Among diagnostic validators, illness course is of particular interest. Indeed, it was most central to Kraepelin’s work because he sought to develop diagnoses that would be prognostic of future symptoms and functioning (ie, global outcome).2Unfortunately, existing longitudinal studies were not designed to answer questions about the natural organization of psychotic disorders. They typically compared outcomes among diagnostic groups: schizophrenia, schizoaffective disorder, and psychotic mood disorder, but such analyses cannot distinguish gradual differences (ie, a continuum) from qualitative changes (ie, natural boundaries). Indeed, in many studies15,16 outcome of schizoaffective disorder fell between that of schizophrenia and psychotic mood disorder, which is consistent with both the continuum and 3-disorders models.

Kendell and Brockington21 proposed a solution to this problem. They examined associations between the spectrum ranging from typical psychotic mood disorder to typical schizophrenia and continuous outcome measures. Their hypothesis was that a natural boundary would manifest as a significant drop in the outcome at some point along the spectrum, whereas a continuum would result in a linear decline. Kendell and Brockington found no evidence of a boundary, but their study was underpowered and analyses were limited to visual inspection of graphs.22 The latter shortcoming might explain why this technique has not been widely adopted. More recent developments in statistical methods23 make it possible to test such data for nonlinearity rigorously.

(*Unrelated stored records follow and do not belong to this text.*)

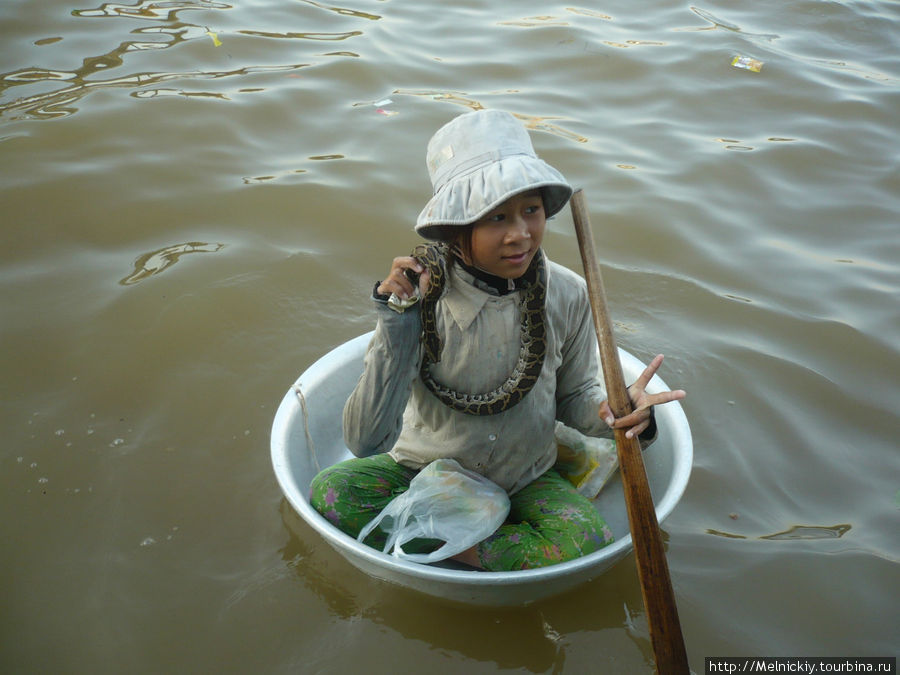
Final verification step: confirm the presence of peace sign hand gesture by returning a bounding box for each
[599,354,687,438]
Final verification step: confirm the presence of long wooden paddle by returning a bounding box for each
[571,190,690,674]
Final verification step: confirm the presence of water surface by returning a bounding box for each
[0,0,900,673]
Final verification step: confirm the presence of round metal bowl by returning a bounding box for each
[271,333,693,607]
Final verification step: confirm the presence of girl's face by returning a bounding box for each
[471,190,547,279]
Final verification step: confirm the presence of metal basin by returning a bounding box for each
[271,333,693,607]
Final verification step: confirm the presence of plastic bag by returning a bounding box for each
[555,422,619,499]
[357,459,509,563]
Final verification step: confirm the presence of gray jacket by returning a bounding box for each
[344,260,612,493]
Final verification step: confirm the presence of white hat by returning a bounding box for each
[416,110,572,240]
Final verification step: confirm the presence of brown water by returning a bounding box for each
[0,0,900,673]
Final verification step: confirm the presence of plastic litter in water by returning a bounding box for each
[731,56,763,73]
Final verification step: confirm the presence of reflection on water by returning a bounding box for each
[0,0,900,675]
[0,2,370,119]
[119,241,225,286]
[706,524,852,540]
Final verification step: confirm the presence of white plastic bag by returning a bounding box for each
[357,459,509,564]
[556,422,619,499]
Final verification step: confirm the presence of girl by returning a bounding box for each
[310,110,685,571]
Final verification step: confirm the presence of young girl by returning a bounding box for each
[310,110,685,571]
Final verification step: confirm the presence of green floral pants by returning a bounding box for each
[310,454,615,572]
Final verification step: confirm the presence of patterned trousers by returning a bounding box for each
[310,454,615,572]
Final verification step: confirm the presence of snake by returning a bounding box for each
[412,243,547,415]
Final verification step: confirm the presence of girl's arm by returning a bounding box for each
[344,257,428,457]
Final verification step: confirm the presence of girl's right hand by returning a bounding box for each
[376,256,430,300]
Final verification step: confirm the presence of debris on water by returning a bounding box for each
[760,523,852,540]
[731,56,763,73]
[372,98,400,117]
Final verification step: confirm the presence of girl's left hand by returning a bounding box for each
[599,354,687,438]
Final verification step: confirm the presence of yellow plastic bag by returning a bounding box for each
[555,422,619,499]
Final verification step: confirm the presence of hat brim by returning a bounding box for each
[415,155,573,240]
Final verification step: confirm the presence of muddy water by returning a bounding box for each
[0,0,900,673]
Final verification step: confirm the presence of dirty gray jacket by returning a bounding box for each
[344,260,612,494]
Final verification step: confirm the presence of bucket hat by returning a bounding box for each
[415,110,572,240]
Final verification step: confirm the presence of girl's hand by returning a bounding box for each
[599,354,687,438]
[376,256,430,300]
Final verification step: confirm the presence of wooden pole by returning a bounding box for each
[571,190,690,675]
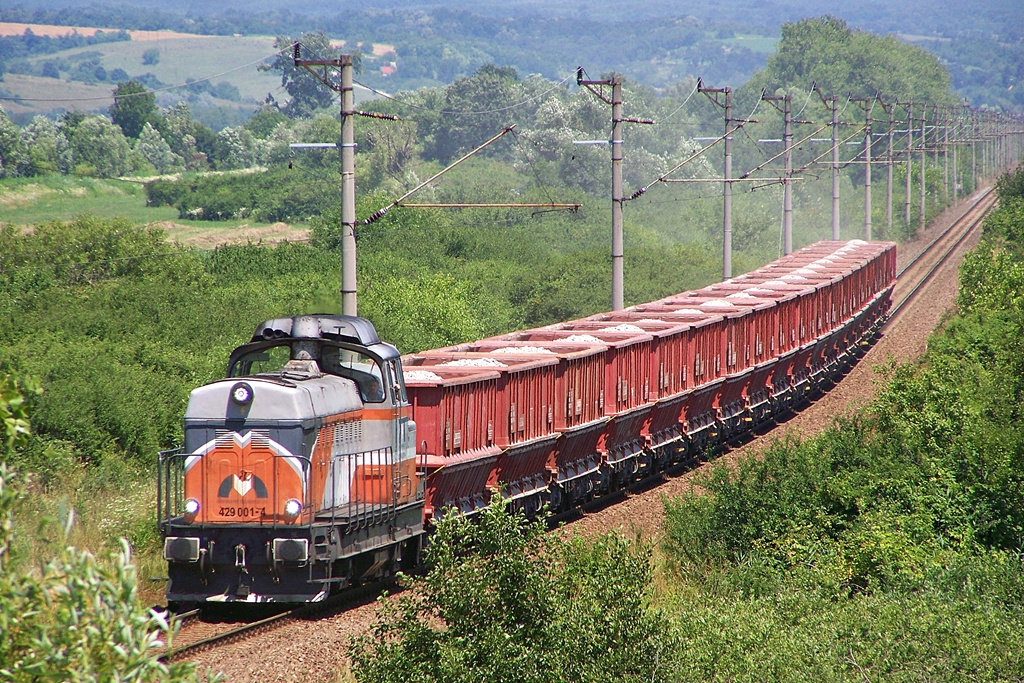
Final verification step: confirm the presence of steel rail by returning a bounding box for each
[160,579,395,663]
[882,187,995,329]
[160,188,995,661]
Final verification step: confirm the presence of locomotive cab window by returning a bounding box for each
[228,345,292,377]
[319,345,387,403]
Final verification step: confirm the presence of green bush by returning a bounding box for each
[0,377,198,683]
[349,496,678,683]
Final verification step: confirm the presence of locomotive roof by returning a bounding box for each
[250,313,381,346]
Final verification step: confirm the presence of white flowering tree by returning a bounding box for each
[135,122,185,173]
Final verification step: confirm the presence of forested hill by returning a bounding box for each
[0,0,1024,110]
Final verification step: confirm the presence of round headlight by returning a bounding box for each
[231,382,253,405]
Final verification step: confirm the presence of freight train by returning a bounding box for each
[158,241,896,604]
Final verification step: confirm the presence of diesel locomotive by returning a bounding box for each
[158,241,896,604]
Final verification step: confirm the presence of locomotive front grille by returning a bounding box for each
[164,536,199,562]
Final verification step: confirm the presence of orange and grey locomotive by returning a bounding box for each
[159,315,424,603]
[158,241,896,603]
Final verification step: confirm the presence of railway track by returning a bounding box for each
[161,580,395,661]
[162,190,995,661]
[886,187,995,326]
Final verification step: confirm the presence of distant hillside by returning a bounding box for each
[0,0,1024,116]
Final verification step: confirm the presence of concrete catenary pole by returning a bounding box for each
[828,95,839,241]
[903,100,913,230]
[920,104,928,230]
[611,74,624,310]
[885,100,896,239]
[722,87,732,280]
[341,54,358,315]
[782,93,793,254]
[864,97,874,242]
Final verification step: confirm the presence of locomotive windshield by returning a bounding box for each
[227,340,387,403]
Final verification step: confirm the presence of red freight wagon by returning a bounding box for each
[451,339,608,507]
[573,309,700,447]
[402,368,502,518]
[410,351,560,512]
[489,323,656,481]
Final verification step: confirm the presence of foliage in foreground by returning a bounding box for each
[0,378,196,683]
[350,496,677,683]
[664,165,1024,680]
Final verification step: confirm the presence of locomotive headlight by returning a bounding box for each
[231,382,253,405]
[185,498,199,522]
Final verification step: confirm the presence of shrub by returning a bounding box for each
[349,496,677,683]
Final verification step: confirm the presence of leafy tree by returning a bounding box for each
[259,31,338,118]
[0,108,29,178]
[111,81,157,139]
[746,15,952,102]
[71,117,131,178]
[0,376,205,683]
[246,106,288,139]
[22,116,68,175]
[135,122,184,173]
[349,496,678,683]
[424,65,523,164]
[217,127,266,169]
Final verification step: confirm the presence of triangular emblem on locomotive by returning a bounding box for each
[231,472,253,498]
[217,471,266,498]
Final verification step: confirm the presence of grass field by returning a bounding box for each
[0,175,308,242]
[3,32,287,121]
[0,23,394,122]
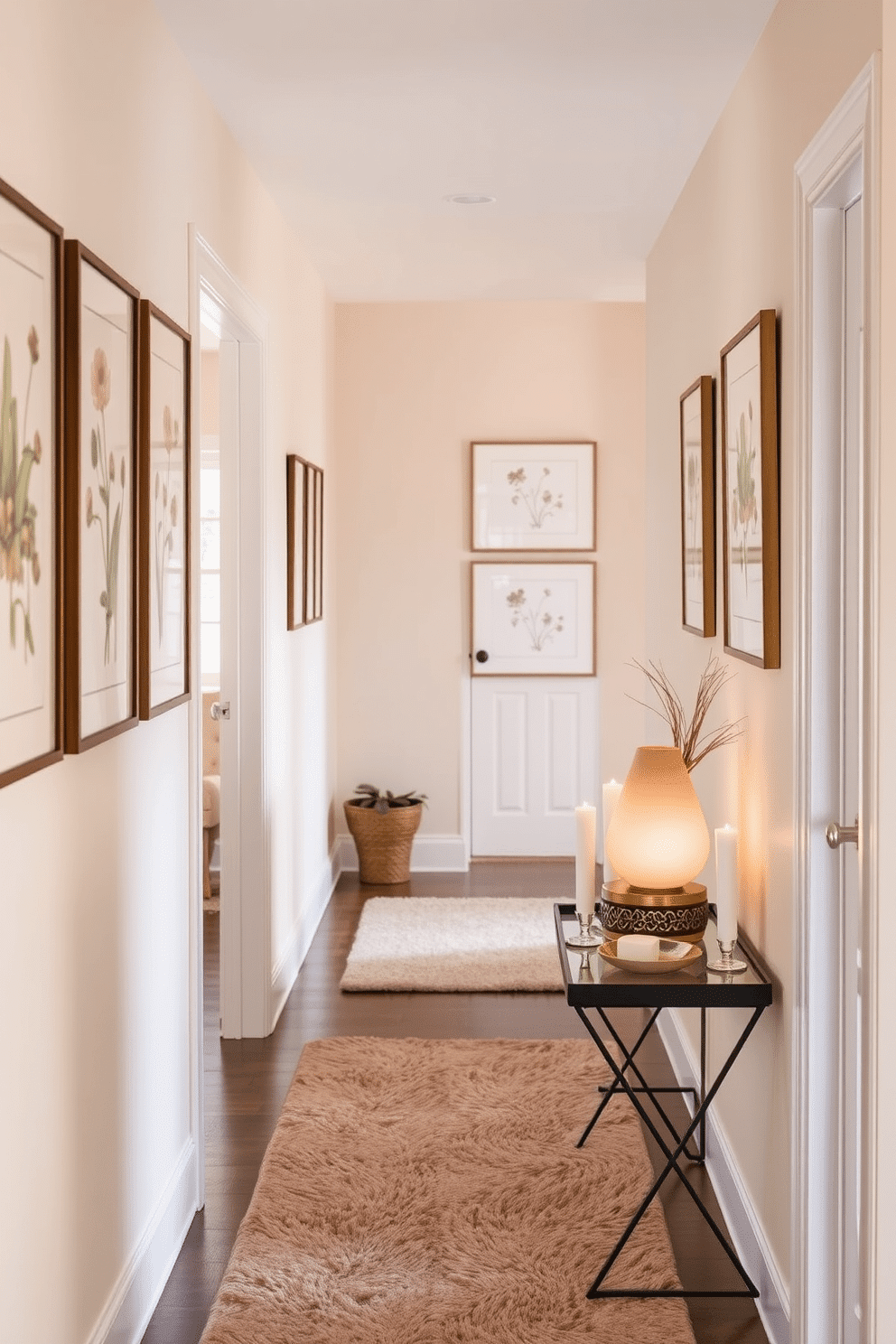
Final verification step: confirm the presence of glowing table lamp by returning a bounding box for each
[601,747,709,942]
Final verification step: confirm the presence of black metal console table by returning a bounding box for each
[554,904,772,1297]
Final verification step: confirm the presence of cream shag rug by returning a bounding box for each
[340,896,563,992]
[201,1036,695,1344]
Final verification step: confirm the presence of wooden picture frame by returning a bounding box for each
[471,441,598,551]
[0,182,63,788]
[138,298,191,719]
[64,240,140,752]
[286,453,308,630]
[286,453,323,630]
[678,375,716,639]
[314,466,323,621]
[722,308,780,668]
[471,560,596,676]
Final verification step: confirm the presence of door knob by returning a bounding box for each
[825,817,858,849]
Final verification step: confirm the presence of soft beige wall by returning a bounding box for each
[646,0,882,1283]
[869,0,896,1328]
[336,303,643,835]
[0,0,331,1344]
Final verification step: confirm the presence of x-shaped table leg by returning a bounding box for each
[575,1005,764,1297]
[576,1008,706,1162]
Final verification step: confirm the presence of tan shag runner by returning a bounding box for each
[201,1038,695,1344]
[340,896,563,994]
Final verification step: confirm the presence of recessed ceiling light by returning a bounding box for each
[444,191,497,206]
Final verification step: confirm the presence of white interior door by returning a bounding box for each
[218,337,243,1036]
[837,199,863,1344]
[471,677,598,857]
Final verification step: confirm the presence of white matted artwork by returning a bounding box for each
[471,560,595,676]
[66,242,138,751]
[680,377,716,637]
[471,443,596,551]
[140,300,190,719]
[0,182,61,786]
[722,309,780,668]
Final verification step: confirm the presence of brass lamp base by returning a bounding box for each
[601,879,709,942]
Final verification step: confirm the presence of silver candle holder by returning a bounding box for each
[706,938,747,975]
[563,909,603,947]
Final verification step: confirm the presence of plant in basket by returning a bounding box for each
[344,784,427,886]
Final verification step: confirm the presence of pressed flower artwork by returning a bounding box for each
[722,311,780,667]
[85,348,126,667]
[471,560,593,676]
[140,300,190,718]
[0,184,61,784]
[66,242,137,751]
[507,587,563,653]
[471,443,596,551]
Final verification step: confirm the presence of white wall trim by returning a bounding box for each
[88,1138,196,1344]
[657,1008,790,1344]
[271,846,339,1030]
[336,835,469,873]
[791,55,882,1344]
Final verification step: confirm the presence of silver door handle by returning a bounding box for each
[825,817,858,849]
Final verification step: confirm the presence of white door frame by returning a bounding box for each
[188,224,271,1143]
[791,56,882,1344]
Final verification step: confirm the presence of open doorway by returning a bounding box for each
[190,226,271,1231]
[199,317,221,919]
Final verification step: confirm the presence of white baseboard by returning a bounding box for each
[336,835,471,873]
[270,845,340,1031]
[88,1137,198,1344]
[657,1008,790,1344]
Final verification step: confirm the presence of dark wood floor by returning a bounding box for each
[144,863,767,1344]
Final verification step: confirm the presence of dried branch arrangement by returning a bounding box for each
[629,655,745,771]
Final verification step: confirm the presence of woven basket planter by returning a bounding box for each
[344,802,423,886]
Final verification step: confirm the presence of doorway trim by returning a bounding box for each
[791,55,882,1344]
[188,224,271,1188]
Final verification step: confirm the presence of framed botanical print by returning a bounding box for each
[0,182,63,788]
[312,466,323,621]
[64,242,140,751]
[722,308,780,668]
[471,443,598,551]
[678,377,716,639]
[286,453,308,630]
[471,560,595,676]
[286,453,323,630]
[303,462,317,625]
[138,298,190,719]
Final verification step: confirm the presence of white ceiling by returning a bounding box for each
[156,0,775,300]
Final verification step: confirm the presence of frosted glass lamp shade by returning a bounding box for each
[606,747,709,891]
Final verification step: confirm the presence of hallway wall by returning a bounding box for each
[0,0,331,1344]
[646,0,885,1306]
[336,303,645,843]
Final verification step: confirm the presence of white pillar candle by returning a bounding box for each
[603,779,622,882]
[716,826,738,942]
[575,802,598,915]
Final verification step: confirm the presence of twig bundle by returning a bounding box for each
[629,655,745,771]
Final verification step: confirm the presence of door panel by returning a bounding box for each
[471,677,596,857]
[494,695,527,816]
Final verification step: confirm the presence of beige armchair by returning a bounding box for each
[203,691,220,901]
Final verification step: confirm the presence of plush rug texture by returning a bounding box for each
[201,1036,695,1344]
[340,896,563,992]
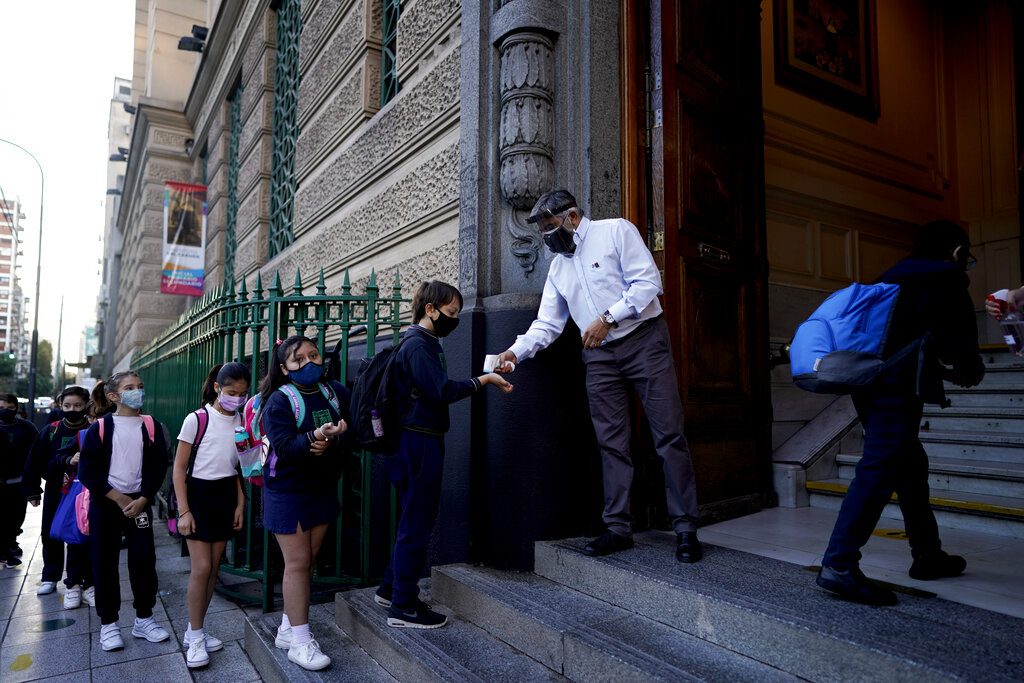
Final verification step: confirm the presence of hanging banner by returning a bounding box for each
[160,181,206,296]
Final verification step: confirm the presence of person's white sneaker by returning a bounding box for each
[65,586,82,609]
[273,626,292,650]
[185,638,210,669]
[181,631,224,652]
[99,622,125,652]
[288,640,331,671]
[131,616,171,643]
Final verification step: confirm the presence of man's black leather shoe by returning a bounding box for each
[676,531,703,563]
[910,551,967,581]
[816,566,897,606]
[583,531,633,557]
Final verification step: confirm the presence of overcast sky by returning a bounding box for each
[0,0,135,376]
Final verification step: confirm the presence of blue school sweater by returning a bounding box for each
[395,325,481,435]
[78,415,168,503]
[261,381,351,495]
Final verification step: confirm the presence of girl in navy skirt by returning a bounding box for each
[260,336,349,671]
[22,386,95,609]
[375,282,512,629]
[79,371,170,650]
[173,362,251,669]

The aim of the present study was to test for the existence of natural boundaries in psychotic disorders using modern statistical methods. We analyzed detailed symptom course data from an epidemiologic cohort of inpatients with psychosis monitored prospectively for 10 years after their first hospitalization. In particular, we examined links between nonaffective psychosis ratio during the first 4 years of the study and outcomes at year 10. The continuum model predicts a linear association, the kraepelinian model predicts a single boundary between psychotic mood disorder and the schizophrenia spectrum, and the DSM-IV model predicts 2 boundaries, one between psychotic mood disorder and schizoaffective disorder and another between schizoaffective disorder and schizophrenia (Supplement [eFigure 1]). In the latter 2 models, differences are expected between groups (eg, low nonaffective psychosis and high nonaffective psychosis), but no association is predicted between nonaffective psychosis and outcome within groups. We constructed statistical models to test these hypotheses. We also used this method to explore natural boundaries within depression and mania.